In their war with the Afghans, the Soviets had rarely lost a battle, but they found little respect. Why? Because their war like this war was not a contest of gladiators with the population as an audience watching safely from the cheap seats. War in the green zones destroyed their homes and endangered their lives. Afghans told me they would far more respect a man who protected their families, homes and fields than a strongman who had proved his prowess.

Month after month, the biggest story that emerged from Afghanistan was the latest incident of a raid by special forces that ended up killing ordinary Afghans.

In one of the worst, on 22 August 2008, at least thirty-three civilians were killed during a raid by a Spectre gunship in the province of Herat according to a Pentagon inquiry ordered after the US military at first said only five or six civilians died. According to the Afghan parliament, another air strike in July also hit a wedding party and killed forty-seven people including the bride. These were just the biggest incidents.

After Barack Obama was elected president, rather than sending his congratulations, President Karzai appealed for action to stop these raids. ‘The fight against terrorism cannot be won by bombardment of our villages,’ Mr Karzai said. ‘My first demand from the US president, when he takes office, would be to end civilian casualties in Afghanistan and take the war to places where there are terrorist nests and training centres.’

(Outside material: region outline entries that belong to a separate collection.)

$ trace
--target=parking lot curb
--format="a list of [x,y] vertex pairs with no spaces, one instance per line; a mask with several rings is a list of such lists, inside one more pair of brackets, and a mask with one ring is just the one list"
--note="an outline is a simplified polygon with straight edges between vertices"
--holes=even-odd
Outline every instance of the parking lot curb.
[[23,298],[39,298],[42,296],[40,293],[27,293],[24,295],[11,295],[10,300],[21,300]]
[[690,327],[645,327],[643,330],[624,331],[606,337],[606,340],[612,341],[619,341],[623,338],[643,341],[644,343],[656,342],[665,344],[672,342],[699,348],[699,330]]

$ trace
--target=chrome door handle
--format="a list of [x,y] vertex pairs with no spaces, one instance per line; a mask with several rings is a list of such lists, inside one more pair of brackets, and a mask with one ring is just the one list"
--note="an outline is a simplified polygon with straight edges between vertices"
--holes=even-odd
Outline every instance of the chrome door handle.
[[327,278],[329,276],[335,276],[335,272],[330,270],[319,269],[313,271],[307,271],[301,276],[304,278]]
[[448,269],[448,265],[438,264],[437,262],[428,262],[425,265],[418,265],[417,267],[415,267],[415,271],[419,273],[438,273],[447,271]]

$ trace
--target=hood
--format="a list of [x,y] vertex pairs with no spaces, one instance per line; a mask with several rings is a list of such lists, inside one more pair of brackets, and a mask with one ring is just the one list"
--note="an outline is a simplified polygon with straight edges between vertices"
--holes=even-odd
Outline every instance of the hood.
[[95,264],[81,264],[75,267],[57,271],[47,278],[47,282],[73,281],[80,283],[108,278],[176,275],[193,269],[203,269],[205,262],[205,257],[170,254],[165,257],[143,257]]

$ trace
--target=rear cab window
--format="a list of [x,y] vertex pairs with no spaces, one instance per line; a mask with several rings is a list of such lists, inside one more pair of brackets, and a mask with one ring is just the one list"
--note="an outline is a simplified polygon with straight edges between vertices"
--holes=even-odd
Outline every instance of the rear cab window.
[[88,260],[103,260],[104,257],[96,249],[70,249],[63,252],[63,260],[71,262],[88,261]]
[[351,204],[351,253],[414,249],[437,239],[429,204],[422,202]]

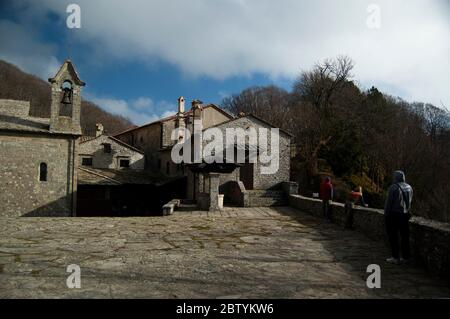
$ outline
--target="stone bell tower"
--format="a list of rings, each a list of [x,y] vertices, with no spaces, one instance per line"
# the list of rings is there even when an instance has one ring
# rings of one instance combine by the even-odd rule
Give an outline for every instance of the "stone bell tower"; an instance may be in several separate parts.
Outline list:
[[[48,81],[52,85],[50,132],[81,135],[81,88],[85,83],[78,77],[72,62],[66,60]]]

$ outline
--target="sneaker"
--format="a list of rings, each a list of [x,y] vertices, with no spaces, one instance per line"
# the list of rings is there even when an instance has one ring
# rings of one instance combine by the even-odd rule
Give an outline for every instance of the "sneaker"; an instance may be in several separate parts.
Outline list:
[[[394,257],[386,259],[386,262],[393,265],[400,265],[400,259]]]

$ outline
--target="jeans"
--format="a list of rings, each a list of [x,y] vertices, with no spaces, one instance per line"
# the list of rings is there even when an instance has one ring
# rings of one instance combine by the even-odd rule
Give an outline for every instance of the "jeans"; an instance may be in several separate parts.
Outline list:
[[[331,220],[331,200],[322,200],[323,216],[326,220]]]
[[[392,257],[404,259],[411,257],[409,247],[409,219],[410,214],[390,213],[386,215],[386,231],[392,250]],[[400,240],[399,240],[400,237]]]

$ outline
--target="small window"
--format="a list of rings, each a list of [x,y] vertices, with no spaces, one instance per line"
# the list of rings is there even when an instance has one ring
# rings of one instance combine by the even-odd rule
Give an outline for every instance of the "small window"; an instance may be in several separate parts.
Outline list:
[[[83,165],[83,166],[92,166],[92,157],[83,157],[81,159],[81,165]]]
[[[130,167],[130,160],[129,159],[121,159],[119,161],[119,166],[122,167],[122,168]]]
[[[47,181],[47,164],[41,163],[39,165],[39,181],[46,182]]]
[[[109,143],[103,144],[103,150],[105,153],[111,153],[111,144]]]

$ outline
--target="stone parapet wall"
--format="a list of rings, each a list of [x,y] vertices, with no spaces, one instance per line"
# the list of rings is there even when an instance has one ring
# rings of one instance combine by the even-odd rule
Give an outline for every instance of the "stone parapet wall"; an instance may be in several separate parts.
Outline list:
[[[319,199],[290,195],[289,204],[301,212],[323,218],[322,201]],[[344,204],[333,202],[331,215],[334,223],[345,225]],[[369,238],[385,241],[387,244],[382,210],[356,206],[353,210],[353,227]],[[410,230],[415,262],[450,282],[450,224],[413,217]]]

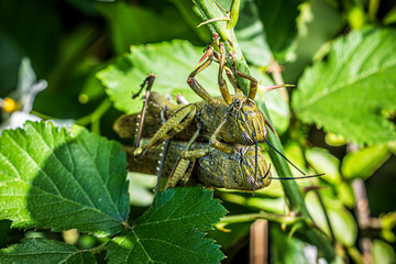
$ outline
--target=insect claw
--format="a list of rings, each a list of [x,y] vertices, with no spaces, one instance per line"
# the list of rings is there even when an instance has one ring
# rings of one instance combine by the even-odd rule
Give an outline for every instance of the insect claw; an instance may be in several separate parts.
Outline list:
[[[274,133],[274,135],[276,136],[276,139],[279,140],[279,136],[278,136],[277,133],[275,132],[274,128],[271,125],[270,121],[268,121],[266,118],[264,118],[264,121],[265,121],[266,125],[268,125],[268,128],[271,129],[271,131]]]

The facts as always were murky, but what many continued to question was the very strategy of the ‘take down’ of senior Taliban commanders. After two years in which a cross had been put through the name of almost every identified senior Taliban leader in Helmand, there was precious little evidence of any effect.

Stirrup said while killing Taliban foot soldiers might be ‘absolutely necessary’ when you were confronted by them, strategically it did not take you forward. Key leaders, such as those who organized suicide bombers, for example, were people ‘you need to target in terms of your offensive operations’. He believed that those who replaced the dead leaders were likely to be less effective than their predecessors. But others feared they were killing those who ultimately could deliver a peace settlement – and helping instead to spawn a new generation of extremists.

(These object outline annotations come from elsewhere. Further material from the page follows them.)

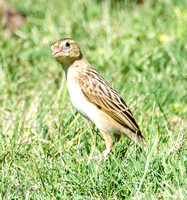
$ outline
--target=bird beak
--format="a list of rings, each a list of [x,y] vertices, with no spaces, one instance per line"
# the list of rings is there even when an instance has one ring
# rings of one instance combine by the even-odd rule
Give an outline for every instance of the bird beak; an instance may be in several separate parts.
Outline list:
[[[51,50],[52,50],[52,56],[54,58],[59,58],[59,57],[63,57],[65,55],[65,51],[63,51],[60,47],[55,47],[55,46],[52,46],[51,47]]]

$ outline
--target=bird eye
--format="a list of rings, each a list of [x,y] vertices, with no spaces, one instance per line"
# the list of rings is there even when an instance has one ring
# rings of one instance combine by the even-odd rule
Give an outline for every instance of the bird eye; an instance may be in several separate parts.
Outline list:
[[[69,42],[66,42],[66,44],[62,47],[62,49],[66,51],[66,50],[69,50],[70,47],[71,47],[71,46],[70,46],[70,43],[69,43]]]
[[[66,46],[67,46],[67,47],[70,47],[70,44],[69,44],[69,42],[66,42]]]

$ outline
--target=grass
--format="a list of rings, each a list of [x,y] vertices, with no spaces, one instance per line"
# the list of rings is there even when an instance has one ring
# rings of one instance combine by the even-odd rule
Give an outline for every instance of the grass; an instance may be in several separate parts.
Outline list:
[[[185,199],[185,0],[8,2],[27,23],[11,38],[0,30],[1,199]],[[122,138],[108,161],[88,162],[104,141],[51,56],[62,37],[124,97],[148,151]]]

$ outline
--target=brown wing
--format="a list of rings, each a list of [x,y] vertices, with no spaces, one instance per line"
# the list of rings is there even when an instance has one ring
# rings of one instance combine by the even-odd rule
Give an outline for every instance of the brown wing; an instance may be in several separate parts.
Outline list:
[[[123,98],[92,67],[79,76],[79,84],[86,99],[106,112],[124,127],[143,137]]]

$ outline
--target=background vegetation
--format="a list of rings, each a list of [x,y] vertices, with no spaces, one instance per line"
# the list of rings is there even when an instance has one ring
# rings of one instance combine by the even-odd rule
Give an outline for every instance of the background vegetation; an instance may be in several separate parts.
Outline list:
[[[8,2],[27,23],[10,38],[0,29],[1,198],[185,199],[186,1]],[[148,151],[122,138],[108,161],[89,160],[104,141],[51,56],[62,37],[124,97]]]

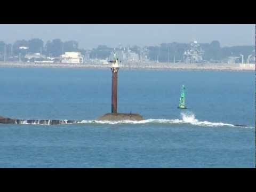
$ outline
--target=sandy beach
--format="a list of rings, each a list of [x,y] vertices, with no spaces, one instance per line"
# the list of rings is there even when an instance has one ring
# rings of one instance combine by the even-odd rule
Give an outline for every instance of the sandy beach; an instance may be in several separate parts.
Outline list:
[[[122,63],[120,67],[127,69],[191,70],[255,70],[255,64],[205,63],[186,64],[182,63],[138,62]],[[99,63],[45,63],[21,62],[0,62],[0,67],[5,68],[93,68],[103,69],[110,67],[110,64]]]

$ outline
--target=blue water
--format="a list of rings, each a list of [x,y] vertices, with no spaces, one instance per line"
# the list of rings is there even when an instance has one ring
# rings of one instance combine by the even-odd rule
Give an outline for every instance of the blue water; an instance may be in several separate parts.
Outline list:
[[[177,108],[182,85],[186,110]],[[92,120],[111,111],[110,69],[0,68],[0,116]],[[0,167],[254,167],[255,91],[254,72],[121,69],[118,111],[158,120],[0,124]]]

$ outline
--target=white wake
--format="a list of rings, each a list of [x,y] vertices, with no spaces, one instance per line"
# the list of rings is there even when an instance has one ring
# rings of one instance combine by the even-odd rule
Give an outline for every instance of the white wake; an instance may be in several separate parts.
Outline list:
[[[59,124],[190,124],[193,125],[207,127],[245,127],[253,128],[246,125],[233,125],[222,122],[211,122],[207,121],[200,121],[195,118],[195,114],[191,112],[181,113],[181,119],[148,119],[142,121],[97,121],[97,120],[58,120]],[[52,120],[20,120],[18,124],[50,125]],[[32,121],[32,122],[31,122]]]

Most of the raids that killed civilians were led by US special forces, who operated under rules of engagement which allowed them to judge the prize of a high-value target as worth the risk of some civilian deaths. British special forces, under NATO command, operated under different rules which, as senior generals explained, boiled down to less tolerance of civilian casualties.

Yet it was wrong to see British special force raids as immune from killing civilians. When I last visited Helmand, there was local outrage over a Special Boat Service raid on an alleged drugs smuggler in the Nad Ali district in which a villager and his six-year-old son were killed. A soldier thought the man was reaching for a gun, although he proved to be unarmed. A ricocheting bullet struck the boy. Speaking at a shura , Colonel Neil Hutton, then deputy commander of British forces in Helmand, said some military operations involved ‘forces coming from other areas’ and ‘very often they don’t tell us’ in advance. ‘It only takes one incident to undermine everything we are doing here.’ Hutton had the courage to visit the family involved to apologize and pay compensation. But even as this case was being dealt with, reports came in of a patrol by British special forces in southern Helmand which had called in an air strike during a fire fight with the Taliban. The bombs killed two women and two children who had been ‘hiding in the rocks with the insurgents’, according to commanders.